IBS For Dummies Cheat Sheet (UK Edition) - dummies
Cheat Sheet

IBS For Dummies Cheat Sheet (UK Edition)

Irritable Bowel Syndrome (IBS) affects 20 per cent of the UK population. This Cheat Sheet helps you to recognise and manage your symptoms, and avoid the triggers can cause a flare-up of IBS.

Charting Your IBS Symptoms

When you go to see your doctor, think about the information you need to impart about your IBS (Irritable Bowel Syndrome). Explain if anyone in your family has a history of bowel trouble and explain when your symptoms began. Tell your doctor what treatment options you’ve tried and how successful they’ve been.

It’s also useful to fill out a questionnaire about your symptoms, such as this one.

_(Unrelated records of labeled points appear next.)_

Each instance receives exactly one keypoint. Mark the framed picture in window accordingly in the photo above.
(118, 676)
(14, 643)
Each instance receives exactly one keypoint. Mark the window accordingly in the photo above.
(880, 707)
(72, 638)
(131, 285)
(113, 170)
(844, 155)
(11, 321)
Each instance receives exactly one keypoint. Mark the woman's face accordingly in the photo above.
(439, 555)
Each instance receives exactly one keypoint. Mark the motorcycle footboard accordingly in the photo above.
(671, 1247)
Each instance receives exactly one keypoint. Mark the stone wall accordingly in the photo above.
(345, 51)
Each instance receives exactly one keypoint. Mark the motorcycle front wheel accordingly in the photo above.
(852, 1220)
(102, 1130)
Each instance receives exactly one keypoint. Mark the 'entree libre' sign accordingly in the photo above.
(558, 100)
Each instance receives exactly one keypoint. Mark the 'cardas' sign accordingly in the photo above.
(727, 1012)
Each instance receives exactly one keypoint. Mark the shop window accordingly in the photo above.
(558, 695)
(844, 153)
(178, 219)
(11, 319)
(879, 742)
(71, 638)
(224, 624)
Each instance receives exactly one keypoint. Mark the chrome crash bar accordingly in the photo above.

Describe your symptoms. Tick all that apply.

  • Abdominal cramping

  • Abdominal pain on the left side

  • Diarrhoea

  • Bloating

  • Constipation

  • Straining with a bowel movement

  • Wind

  • Other ____________________

How long have you had these symptoms?

  • A few weeks

  • About 3 months

  • About 6 months

  • About 1 year

  • About 5 years

  • 5 to 10 years

How often do you have these symptoms?

  • Once per month

  • Once per week

  • Every day

  • Several times per day

  • Constantly

Eliminating Common IBS Triggers

An IBS (Irritable Bowel Syndrome) trigger is something that sets off a chain reaction in the body leading to symptoms of diarrhea or constipation (or both). Here’s a short list of things you want to avoid while you’re getting your IBS symptoms under control:

  • Alcohol

  • Antibiotics

  • Aspartame

  • Carbonated drinks

  • Dairy

  • Monosodium glutamate

  • Processed foods

  • Spicy foods

  • Stress

  • Sugar

  • Wheat

  • Yeast

Finding the Right Doctor for Your IBS

If you suspect that you have IBS (Irritable Bowel Syndrome), you want to find a caring doctor with a history of working with IBS patients. When you meet a new doctor for the first time, take this list of questions along with you.

  • Do you have patients with IBS? This may be the only question you need to ask. Keep in mind that up to 20 per cent of the population suffers from IBS. If a doctor says that she doesn’t have patients with IBS, she may have selective vision.

  • What do you think causes IBS? Lots of theories exist about what causes IBS. Ideally, you want a doctor to admit that the medical community hasn’t identified a single cause, but many triggers (such as diet and stress) play a role. If she claims to know what causes IBS 100 per cent of the time, ask for clarification, and be prepared to walk away.

  • How do you diagnose IBS? If your doctor mentions something called the Rome II criteria that’s a great sign. You also want to hear that she runs tests to rule out other bowel conditions, as well as to rule out conditions with similar symptoms.

  • What role does diet play in IBS? Most people with IBS are very aware that what they eat can trigger symptoms. You want your doctor to know that connection exists as well and to be aware that food allergies and intolerances can masquerade as IBS.

  • How do you treat IBS? You want to hear a doctor say that a variety of treatment options exist, and the right treatment plan is one that you and she create together. She should mention the importance of improving your diet, getting regular exercise, and reducing stress.

    She may also mention medication or dietary supplements. An answer focused solely on medication isn’t ideal. While drugs help some people with IBS, they don’t cure the condition, and they don’t work for everyone.